RIPA 2017

1er avril 2017 – Soirée de performances
Eastern Bloc
7240 rue Clark, Montréal (Qc)
19h, portes à 18h30 – 5,50 $ en prévente (Eventbrite), 8 $ à la porte
Service de bar sur place

Pour sa sixième édition, la RIPA – rencontre interuniversitaire de performance actuelle est fière de présenter neuf projets d’artistes de la relève, en plus de celui de k. g. Guttman, qui œuvre cette année à titre d’artiste invitée. La programmation 2017, réalisée en coproduction avec Eastern Bloc, propose ainsi les performances des artistes Gabriel Beck (Concordia), en collaboration avec Brice Noeser (MTL); Francisco Gonzalez-Rosas (Concordia); Alexandria Inkster (University of Calgary); Alexis Langevin-Tétrault (UdeM); Manoushka Larouche (UQAM); Isabella Leone, Lucy Earle et Leyla Sutherland (Concordia); Michael Martini (Concordia) et Callan Ponsford (Concordia); Mai Bach-Ngoc Nguyen (ULaval); et François Rioux (UQAM).

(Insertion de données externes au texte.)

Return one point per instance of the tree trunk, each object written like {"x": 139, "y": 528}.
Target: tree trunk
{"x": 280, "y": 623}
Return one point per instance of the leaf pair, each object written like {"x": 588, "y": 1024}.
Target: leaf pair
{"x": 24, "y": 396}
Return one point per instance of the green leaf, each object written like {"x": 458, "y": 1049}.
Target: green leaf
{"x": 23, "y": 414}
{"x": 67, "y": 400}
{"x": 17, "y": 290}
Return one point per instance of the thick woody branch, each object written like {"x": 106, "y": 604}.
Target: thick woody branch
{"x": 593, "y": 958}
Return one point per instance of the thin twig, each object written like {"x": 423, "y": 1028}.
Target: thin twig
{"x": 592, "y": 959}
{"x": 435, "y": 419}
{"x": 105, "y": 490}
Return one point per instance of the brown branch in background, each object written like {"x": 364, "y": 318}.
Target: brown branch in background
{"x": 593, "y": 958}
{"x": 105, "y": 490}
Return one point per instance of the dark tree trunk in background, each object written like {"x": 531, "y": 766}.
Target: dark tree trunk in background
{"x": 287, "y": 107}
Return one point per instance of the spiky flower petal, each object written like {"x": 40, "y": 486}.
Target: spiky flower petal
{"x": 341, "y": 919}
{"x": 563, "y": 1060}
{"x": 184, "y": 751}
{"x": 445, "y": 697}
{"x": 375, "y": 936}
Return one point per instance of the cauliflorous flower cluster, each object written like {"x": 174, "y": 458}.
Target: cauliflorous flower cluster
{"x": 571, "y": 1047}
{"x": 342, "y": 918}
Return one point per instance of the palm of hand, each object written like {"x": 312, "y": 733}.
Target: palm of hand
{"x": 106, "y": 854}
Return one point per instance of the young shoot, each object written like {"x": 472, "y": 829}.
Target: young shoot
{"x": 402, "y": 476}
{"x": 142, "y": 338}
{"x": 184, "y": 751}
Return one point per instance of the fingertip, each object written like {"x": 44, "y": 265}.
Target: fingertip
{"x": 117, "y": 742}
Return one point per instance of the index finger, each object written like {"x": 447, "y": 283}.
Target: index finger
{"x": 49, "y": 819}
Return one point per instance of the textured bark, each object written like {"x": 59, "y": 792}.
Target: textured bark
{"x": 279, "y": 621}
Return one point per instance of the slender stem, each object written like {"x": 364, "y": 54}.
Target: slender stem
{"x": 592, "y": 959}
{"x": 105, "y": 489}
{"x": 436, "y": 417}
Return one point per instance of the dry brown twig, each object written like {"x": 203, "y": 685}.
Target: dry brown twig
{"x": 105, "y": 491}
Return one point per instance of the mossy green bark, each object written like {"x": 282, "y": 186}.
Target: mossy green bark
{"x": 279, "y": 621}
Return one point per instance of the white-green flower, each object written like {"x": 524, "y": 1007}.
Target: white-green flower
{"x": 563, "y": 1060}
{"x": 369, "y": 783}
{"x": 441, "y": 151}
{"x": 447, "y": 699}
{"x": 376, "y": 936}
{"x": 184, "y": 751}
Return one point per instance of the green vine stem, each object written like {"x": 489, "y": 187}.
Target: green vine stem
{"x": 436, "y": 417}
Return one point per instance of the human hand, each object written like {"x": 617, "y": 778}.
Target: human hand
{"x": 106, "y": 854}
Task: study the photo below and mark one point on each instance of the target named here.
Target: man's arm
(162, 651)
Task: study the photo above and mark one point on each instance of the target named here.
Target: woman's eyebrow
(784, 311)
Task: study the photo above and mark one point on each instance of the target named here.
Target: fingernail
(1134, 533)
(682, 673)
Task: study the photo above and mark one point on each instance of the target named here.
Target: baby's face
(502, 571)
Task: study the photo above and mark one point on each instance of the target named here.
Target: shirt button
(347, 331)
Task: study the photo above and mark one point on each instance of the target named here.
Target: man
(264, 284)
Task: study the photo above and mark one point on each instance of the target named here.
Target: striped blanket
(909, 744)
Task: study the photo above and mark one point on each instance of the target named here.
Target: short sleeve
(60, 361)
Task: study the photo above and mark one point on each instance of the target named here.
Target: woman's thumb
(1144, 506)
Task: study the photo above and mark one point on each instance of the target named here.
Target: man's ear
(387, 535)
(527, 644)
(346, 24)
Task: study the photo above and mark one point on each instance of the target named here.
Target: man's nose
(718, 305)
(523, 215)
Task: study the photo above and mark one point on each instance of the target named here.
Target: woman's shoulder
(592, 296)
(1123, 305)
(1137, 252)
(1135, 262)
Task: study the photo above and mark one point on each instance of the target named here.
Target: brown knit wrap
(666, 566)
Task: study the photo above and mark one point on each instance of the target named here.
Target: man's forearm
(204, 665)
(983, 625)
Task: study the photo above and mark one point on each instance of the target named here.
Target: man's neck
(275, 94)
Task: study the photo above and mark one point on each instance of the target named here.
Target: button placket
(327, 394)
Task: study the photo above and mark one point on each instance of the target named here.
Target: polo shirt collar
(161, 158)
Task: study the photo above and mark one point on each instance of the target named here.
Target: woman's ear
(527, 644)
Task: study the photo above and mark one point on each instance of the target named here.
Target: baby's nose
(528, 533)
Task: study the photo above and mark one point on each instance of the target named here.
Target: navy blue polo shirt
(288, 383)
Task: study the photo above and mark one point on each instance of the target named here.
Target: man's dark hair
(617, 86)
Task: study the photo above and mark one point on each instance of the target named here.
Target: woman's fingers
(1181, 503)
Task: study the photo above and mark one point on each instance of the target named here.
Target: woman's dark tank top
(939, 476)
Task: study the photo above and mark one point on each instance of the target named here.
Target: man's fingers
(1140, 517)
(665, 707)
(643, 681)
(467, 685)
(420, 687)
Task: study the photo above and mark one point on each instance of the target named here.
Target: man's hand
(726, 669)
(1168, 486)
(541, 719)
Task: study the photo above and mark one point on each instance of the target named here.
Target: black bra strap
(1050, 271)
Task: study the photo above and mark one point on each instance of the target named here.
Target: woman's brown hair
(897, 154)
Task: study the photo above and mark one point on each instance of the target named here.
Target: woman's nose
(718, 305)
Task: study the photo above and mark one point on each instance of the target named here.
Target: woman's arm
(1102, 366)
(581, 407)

Les performances, présentées autant dans des formats de courte et de longue durée, mettent en place des réflexions variées qui laisseront apparaître des thèmes récurrents au cours de la soirée. Parmi ceux-ci, mentionnons notamment les questions des relations de pouvoir – qu’elles soient médiatisées par un dispositif ou par la présence directe de l’artiste –, des limites du geste performatif et de son impact sur l’objet, ou encore, de la conscience de soi et de l’autre dans l’espace de la performance, qu’elle prenne la forme d’une action directe ou d’une infiltration.

2 avril 2017 – Table ronde
Pavillon EV, salle 3.760
Université Concordia
1515 rue Sainte-Catherine Ouest
14h à 17h – admission libre

L’événement de la table ronde offre au public et aux artistes l’occasion de revenir sur les performances de l’événement RIPA de la veille. Trois tables, sous le format de la conversation, seront dirigées par des intervenant.e.s du milieu professionnel. Elles seront mises à la disposition de celles et ceux désirant poursuivre leurs réflexions et prendre part à la discussion. Seront abordés trois thèmes : les identité(s) sociale(s) et sexuelle(s); la question des publics en performance; et enfin, la relation entre son, image et geste à l’ère du numérique.